Todo lo demás debía ganarse con evidencia.
Por primera vez, el hombre que había hecho carrera usando miedo tenía que desconfiar incluso de su propio miedo.
No podía dejar que decidiera por él.
La voz del niño seguía en su cabeza.
Vigila la comida.
Vigila quién la prepara.
Vigila qué le ponen.
Esas palabras no eran sentencia.
Eran instrucciones.
Vincent podía seguirlas.
En silencio.
Sin advertir.
Sin acusar todavía.
Pero incluso esta estrategia es una inferencia lógica, no un hecho narrado posteriormente.
La fuente termina antes de mostrar el plan.
Lo único que sabemos es que Vincent ya no puede volver a la ignorancia anterior.
Eso es irreversible.
A las pocas horas, quizá nuevos datos aparezcan.
Quizá no.
Tal vez los médicos encuentren una explicación.

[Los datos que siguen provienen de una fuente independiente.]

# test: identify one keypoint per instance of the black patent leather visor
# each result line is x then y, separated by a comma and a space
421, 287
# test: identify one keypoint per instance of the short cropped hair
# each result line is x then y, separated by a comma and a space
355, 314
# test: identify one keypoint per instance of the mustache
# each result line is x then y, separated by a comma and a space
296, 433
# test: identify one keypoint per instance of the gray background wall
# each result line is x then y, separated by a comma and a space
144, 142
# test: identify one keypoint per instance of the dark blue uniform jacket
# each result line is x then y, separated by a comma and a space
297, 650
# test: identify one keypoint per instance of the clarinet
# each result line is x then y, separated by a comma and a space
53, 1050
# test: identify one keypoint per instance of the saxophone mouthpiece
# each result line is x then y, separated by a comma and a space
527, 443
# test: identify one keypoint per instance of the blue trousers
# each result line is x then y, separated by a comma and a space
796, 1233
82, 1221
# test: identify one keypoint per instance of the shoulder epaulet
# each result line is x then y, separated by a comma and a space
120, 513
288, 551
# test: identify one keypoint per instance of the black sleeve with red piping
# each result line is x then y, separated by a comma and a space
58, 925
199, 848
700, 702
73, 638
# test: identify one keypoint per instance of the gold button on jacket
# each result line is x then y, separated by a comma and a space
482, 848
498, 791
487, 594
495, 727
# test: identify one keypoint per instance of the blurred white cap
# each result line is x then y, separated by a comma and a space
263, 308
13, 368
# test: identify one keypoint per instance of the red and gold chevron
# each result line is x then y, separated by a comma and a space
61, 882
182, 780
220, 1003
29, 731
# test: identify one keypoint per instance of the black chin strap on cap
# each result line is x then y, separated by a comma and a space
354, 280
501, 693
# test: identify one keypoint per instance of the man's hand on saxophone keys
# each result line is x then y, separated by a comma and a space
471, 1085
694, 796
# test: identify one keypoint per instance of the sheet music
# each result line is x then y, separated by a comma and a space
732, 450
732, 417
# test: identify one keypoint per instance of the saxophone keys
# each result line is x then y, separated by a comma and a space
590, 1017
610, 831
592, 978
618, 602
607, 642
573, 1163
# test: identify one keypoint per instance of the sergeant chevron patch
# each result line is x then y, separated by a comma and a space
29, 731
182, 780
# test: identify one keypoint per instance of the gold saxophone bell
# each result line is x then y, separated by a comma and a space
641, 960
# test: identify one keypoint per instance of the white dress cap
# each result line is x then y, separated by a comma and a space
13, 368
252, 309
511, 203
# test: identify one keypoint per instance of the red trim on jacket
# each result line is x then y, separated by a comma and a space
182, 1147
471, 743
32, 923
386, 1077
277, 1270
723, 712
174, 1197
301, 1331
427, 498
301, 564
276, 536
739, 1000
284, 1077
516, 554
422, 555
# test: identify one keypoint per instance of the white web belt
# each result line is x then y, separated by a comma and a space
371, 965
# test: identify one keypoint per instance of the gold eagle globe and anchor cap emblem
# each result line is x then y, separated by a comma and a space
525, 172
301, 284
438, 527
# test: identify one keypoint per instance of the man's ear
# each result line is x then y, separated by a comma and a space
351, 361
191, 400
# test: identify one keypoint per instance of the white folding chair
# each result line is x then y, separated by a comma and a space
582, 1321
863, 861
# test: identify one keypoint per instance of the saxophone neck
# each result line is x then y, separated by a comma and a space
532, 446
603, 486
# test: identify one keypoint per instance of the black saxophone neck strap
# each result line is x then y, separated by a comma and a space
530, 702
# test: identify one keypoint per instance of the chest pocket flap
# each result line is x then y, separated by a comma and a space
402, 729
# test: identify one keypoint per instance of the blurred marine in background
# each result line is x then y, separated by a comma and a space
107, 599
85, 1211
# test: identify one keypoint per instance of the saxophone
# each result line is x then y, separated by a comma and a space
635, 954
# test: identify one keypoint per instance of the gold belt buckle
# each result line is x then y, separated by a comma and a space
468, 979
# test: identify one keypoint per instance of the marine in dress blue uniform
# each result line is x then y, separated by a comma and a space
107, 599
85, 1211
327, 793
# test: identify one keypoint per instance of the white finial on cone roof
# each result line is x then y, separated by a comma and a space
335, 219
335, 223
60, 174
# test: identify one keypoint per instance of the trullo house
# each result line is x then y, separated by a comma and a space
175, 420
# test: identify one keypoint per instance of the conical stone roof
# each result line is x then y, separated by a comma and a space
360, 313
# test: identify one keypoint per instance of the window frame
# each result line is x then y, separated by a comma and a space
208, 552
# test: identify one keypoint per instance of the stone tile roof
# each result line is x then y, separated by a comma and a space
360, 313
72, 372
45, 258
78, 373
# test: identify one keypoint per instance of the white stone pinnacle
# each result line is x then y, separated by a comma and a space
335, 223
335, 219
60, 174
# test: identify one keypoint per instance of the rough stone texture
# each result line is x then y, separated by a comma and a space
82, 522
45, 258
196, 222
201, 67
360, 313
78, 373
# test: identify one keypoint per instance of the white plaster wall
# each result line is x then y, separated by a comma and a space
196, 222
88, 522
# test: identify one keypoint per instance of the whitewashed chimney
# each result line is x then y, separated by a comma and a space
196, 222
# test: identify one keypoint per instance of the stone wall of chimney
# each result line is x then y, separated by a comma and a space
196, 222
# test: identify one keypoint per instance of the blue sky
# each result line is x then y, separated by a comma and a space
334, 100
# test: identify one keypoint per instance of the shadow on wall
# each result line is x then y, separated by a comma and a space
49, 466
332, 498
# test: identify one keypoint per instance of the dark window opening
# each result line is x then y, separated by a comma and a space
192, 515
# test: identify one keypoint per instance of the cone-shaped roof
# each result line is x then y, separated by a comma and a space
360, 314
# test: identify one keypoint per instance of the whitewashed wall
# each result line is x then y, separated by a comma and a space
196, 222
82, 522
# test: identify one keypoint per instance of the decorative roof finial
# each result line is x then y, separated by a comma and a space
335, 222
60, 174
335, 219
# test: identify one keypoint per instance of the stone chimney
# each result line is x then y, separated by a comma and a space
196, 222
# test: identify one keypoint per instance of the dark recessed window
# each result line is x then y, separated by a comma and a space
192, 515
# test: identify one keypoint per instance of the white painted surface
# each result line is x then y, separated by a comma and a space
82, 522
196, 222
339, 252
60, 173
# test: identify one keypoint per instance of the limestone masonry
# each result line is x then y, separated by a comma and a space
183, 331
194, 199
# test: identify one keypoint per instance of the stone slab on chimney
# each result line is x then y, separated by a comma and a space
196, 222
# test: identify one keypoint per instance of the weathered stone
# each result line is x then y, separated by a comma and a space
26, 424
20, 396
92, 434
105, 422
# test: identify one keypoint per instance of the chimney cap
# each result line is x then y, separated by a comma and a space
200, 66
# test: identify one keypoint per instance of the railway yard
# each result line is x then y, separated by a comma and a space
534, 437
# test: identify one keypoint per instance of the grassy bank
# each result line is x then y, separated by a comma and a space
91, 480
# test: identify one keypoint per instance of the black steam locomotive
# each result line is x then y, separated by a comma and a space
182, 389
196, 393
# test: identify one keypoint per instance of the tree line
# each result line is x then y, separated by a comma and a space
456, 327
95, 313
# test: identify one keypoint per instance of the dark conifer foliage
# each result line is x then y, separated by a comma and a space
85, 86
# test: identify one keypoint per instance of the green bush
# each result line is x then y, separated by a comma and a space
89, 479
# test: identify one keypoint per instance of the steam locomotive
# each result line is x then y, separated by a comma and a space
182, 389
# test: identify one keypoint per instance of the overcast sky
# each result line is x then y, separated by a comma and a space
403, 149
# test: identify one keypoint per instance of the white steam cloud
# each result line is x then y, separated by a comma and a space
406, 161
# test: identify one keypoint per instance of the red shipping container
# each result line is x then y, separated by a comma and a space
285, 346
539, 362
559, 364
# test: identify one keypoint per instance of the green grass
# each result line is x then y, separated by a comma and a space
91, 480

Tal vez el niño revele qué vio.
Tal vez la acusación colapse.
Tal vez se vuelva más grave.
La historia todavía no permite escoger.
Y eso mantiene toda la tensión donde debe estar.
En un padre.
En una hija.
En una casa.
Y en una pregunta que nadie había formulado durante seis meses:
¿Y si la pérdida de visión de Lila no empezó dentro de su cuerpo?
Vincent no tenía respuesta.
Todavía.
Solo tenía el miedo de que fuera posible.
Y desde aquella tarde, ninguna comida servida frente a su hija volvería a parecerle completamente inocente hasta saber la verdad.